The flies you describe I would suggest are Simulium flies, more commonly known as blackflies. No more than a couple of millimetres long these flies are host specific and often swarm around you when you are outdoors. They do not bite necessarily, unless of course you happen to be a suitable host. I get them in my garden at certain times of the year and just a few days ago I found a walk alongside a woodland stream somewhat spoiled because of the attention from these flies, again not biting but crawling over my head and face. I guess that they consider an enclosed dark space to be a trap so their attentions are easily avoided by going indoors or getting into a vehicle; nothing to do with being hot and sweaty. Many insects when trapped in a room fly to the window when it is brighter outside. They 'know' that they can escape from a confined space by moving to the light, so to do the opposite means being trapped.

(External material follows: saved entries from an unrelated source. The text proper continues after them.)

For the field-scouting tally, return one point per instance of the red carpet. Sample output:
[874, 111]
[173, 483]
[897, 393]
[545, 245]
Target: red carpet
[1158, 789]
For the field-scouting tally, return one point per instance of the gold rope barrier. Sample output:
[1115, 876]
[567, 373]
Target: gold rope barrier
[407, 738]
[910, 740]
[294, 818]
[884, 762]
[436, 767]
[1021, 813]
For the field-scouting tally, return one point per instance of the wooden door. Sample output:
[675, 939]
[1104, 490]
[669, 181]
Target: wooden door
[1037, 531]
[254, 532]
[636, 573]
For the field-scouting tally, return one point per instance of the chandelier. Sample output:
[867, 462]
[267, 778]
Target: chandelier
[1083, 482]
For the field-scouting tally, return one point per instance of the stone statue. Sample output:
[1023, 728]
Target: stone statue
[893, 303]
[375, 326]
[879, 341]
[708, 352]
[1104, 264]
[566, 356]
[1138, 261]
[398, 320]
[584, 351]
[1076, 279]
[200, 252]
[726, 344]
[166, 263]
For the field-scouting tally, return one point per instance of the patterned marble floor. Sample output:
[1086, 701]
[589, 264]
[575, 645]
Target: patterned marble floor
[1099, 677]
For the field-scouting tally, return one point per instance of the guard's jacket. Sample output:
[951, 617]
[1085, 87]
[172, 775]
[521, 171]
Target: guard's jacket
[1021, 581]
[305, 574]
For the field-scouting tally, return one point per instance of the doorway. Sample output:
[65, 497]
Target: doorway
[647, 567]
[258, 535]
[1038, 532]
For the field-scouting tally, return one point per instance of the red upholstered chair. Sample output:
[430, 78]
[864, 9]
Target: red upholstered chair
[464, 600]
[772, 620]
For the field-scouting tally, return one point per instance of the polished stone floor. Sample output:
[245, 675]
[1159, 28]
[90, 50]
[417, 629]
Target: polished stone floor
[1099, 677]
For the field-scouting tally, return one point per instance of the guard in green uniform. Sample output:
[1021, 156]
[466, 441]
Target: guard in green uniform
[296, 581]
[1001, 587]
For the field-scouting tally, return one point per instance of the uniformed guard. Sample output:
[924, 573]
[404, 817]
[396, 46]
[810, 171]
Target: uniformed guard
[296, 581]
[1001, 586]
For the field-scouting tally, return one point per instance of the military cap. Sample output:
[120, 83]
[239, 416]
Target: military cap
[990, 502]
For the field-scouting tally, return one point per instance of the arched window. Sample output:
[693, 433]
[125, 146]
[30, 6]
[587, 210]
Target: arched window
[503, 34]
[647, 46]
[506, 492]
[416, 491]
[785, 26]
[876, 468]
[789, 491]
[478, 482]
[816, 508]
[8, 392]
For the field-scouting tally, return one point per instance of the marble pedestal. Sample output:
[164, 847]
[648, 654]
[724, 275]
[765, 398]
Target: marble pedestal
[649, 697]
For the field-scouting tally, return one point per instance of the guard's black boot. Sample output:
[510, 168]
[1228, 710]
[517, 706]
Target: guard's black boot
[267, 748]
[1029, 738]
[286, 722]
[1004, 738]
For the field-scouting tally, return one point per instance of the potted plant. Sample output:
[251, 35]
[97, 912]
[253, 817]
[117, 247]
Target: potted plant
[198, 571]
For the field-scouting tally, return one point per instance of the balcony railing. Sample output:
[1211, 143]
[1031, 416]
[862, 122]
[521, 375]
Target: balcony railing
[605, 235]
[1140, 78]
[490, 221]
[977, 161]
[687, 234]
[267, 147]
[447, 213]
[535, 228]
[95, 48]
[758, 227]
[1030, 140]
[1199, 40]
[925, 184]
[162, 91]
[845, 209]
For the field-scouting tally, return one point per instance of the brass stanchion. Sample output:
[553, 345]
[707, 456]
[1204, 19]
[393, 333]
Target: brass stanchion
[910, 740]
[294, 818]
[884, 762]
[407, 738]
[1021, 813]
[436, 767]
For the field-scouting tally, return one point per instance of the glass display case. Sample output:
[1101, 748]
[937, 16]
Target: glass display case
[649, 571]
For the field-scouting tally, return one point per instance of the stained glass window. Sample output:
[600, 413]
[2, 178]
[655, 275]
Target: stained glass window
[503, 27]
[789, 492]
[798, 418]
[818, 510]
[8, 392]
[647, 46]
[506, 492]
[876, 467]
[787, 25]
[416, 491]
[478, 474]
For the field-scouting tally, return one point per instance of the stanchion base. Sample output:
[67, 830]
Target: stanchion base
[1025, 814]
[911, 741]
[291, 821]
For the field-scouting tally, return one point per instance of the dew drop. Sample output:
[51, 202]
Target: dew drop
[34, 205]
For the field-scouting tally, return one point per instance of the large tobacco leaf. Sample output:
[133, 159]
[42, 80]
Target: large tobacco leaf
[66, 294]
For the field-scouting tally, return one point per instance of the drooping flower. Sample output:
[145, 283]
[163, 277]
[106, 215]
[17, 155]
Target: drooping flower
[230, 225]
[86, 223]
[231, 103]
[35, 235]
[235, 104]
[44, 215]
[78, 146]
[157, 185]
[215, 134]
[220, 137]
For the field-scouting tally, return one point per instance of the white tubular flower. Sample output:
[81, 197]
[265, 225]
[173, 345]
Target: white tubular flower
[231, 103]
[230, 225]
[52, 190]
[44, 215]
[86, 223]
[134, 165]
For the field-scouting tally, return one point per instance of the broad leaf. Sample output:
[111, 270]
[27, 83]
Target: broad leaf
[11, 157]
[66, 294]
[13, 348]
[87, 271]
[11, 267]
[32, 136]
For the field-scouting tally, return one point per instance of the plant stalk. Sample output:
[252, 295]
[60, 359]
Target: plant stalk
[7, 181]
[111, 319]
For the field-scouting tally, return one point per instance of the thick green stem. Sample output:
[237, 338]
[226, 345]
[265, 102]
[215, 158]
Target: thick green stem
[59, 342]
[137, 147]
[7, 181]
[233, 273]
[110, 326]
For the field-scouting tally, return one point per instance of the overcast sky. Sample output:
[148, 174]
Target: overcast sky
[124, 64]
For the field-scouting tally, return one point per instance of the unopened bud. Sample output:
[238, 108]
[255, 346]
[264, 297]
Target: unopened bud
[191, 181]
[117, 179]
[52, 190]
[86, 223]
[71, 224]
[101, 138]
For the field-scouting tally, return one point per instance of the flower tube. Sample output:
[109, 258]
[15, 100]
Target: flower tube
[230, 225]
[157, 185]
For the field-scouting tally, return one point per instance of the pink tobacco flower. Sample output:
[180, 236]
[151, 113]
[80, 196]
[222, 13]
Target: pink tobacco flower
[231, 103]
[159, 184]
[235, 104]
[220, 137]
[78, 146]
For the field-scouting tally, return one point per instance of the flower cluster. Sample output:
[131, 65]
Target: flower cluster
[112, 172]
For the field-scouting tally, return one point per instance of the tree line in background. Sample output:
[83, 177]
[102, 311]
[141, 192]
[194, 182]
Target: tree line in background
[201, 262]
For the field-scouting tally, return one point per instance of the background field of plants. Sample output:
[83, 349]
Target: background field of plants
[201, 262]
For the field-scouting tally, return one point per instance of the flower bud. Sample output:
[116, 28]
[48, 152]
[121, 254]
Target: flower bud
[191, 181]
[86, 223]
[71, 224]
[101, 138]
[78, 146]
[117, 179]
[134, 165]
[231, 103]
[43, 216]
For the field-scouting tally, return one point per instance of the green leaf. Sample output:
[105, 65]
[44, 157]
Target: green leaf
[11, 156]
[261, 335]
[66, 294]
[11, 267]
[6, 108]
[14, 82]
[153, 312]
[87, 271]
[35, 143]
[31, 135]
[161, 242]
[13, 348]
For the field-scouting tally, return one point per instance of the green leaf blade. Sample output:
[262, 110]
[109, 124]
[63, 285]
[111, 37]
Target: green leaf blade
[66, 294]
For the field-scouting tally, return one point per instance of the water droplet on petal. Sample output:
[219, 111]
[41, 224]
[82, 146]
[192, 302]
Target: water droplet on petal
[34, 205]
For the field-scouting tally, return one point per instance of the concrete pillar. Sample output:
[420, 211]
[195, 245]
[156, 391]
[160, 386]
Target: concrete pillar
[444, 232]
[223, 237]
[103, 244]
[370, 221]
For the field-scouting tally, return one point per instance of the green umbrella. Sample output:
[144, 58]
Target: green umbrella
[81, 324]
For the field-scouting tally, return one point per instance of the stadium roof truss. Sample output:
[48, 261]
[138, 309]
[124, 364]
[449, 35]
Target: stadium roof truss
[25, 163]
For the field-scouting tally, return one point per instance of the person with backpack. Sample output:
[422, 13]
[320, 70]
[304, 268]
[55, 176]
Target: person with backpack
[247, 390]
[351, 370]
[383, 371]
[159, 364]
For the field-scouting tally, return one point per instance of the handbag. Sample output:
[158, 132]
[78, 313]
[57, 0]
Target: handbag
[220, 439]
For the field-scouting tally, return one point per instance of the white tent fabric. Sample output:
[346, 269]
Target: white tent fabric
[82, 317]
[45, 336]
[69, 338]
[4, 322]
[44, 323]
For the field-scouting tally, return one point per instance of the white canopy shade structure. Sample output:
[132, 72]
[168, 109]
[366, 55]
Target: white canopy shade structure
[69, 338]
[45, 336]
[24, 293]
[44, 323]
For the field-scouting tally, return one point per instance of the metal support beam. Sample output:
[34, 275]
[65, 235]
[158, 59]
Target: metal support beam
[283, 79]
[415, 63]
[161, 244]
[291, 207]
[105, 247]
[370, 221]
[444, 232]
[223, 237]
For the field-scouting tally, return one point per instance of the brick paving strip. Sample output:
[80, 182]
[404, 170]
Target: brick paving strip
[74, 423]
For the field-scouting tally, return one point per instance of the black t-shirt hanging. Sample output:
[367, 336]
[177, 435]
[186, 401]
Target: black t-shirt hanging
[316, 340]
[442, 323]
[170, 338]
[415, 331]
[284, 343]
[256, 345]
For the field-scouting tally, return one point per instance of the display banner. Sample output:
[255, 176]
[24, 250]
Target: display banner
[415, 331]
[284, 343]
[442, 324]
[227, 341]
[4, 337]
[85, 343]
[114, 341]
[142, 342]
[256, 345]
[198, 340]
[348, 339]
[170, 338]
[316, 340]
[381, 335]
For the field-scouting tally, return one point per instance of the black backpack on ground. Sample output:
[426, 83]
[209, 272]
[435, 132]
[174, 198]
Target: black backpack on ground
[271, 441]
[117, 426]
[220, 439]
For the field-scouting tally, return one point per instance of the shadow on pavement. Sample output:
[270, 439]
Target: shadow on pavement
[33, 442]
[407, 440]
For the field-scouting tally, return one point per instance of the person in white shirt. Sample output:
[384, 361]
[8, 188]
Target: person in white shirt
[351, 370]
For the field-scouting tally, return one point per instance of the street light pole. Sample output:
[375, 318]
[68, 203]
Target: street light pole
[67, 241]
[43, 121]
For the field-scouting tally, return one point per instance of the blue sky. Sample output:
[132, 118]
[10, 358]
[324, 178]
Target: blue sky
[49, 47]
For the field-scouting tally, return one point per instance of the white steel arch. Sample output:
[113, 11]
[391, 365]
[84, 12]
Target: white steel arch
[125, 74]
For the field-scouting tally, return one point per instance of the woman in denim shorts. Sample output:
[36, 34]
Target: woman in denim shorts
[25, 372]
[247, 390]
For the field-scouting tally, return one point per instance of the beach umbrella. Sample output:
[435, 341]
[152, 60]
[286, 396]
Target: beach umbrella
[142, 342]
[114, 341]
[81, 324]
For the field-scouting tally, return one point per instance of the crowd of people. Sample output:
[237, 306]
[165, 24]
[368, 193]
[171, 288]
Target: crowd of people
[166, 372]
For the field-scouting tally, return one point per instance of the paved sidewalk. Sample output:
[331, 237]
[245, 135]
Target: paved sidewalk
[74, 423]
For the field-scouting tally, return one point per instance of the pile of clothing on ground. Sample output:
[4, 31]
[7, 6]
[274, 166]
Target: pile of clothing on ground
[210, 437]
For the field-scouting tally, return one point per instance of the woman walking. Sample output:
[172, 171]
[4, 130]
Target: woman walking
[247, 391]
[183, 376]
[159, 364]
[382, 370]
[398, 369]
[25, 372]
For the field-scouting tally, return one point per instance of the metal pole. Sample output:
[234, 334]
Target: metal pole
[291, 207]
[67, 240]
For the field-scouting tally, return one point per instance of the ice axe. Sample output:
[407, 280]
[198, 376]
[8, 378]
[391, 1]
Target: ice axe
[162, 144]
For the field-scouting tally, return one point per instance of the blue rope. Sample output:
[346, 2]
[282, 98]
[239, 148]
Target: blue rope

One serious disease, river blindness, mainly restricted to sub-saharan Africa is transmitted by one of these flies.
Mosquitos, on the other hand, will follow a person indoors. For them if anything the reverse is true; they shun the light. When I run light traps near mosquito ridden swamps, I'm bitten to death as night approaches, but no sooner has darkness fallen they stay away from the bright light; the females that is. On hot nights with the bedroom window open I find leaving the light on certainly helps to keep them away as well.